The study discusses different contracting regimes. It does not talk about the design-build issue; I do not know whether it is as prevalent in Australia as in Canada, and regrettably there is no cost history, thus no way for me to confirm my suspicion that Australia resembles Canada and Singapore in only having had a cost explosion in the last 20 years. However, it does talk about change orders.
Change orders are a notable problem in California. Low bids followed by renegotiation are common there; Tutor Perini is notorious for this behavior. The study goes over strategies to deal with this issue, though it does not talk explicitly about itemization as in Spain and Italy, where the unit prices are public and then if more is needed (e.g. more labor due to slower progress) then the change is already pre-agreed, avoiding litigation. Sweden avoids litigation as well.

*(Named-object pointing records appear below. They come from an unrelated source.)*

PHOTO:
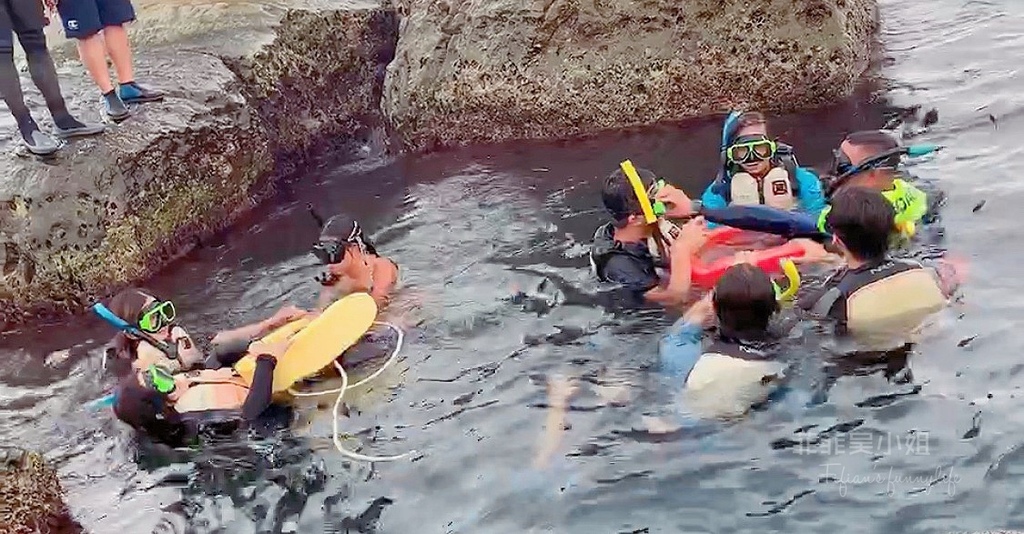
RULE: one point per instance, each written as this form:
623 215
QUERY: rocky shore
256 88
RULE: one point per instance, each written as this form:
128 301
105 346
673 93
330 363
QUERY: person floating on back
26 17
98 27
759 170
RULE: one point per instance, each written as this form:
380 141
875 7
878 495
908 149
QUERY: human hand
814 252
691 238
273 350
560 389
286 315
677 203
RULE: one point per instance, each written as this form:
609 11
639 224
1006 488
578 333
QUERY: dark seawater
497 293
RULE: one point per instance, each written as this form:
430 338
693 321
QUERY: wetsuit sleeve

Finally, the study talks about rushing. This was an issue in Boston, so this may be me learning from a mirror, but, in brief, American funding for infrastructure encourages agencies to rush the preliminary design to apply for federal funding early. This leads to compromised designs and premature commitment, since there is no ongoing funding for long-term design.
Learning from good examples
I think the one drawback of the study is the list of comparisons. Sourced partly to us and partly to Read-Efron, they say,
The empirical evidence is incomplete, but what there is shows that rail construction costs in Australia are in the top quarter of 27 OECD countries studied. They are higher than in numerous other rich countries: 26 per cent higher than in Canada, 29 per cent higher than in Japan, and more than three times as high as in Spain (Figure 1.2 on the following page). And road and rail tunnels cost more in Australia than elsewhere in the world, according to an international study.
The comparison with Canada has a problem: the Canadian costs in our database go back 15-20 years, and back then, costs were much lower than today. The latest costs do not show an Australian premium over Canada – Toronto is more expensive to build in than Sydney and almost as much as Melbourne. It is critical to understand that high costs are really a pan-Anglosphere phenomenon, and thus Australia should learn from Continental European and East Asian examples (except very high-cost Hong Kong), and not from countries that in the last 10 years have had the same problems as Australia or worse. Spain is always good, as are common features to low-cost Spain, Italy, Turkey, South Korea, and the Nordic countries, and even common features to those and medium-cost countries like France, Germany, China, and Japan.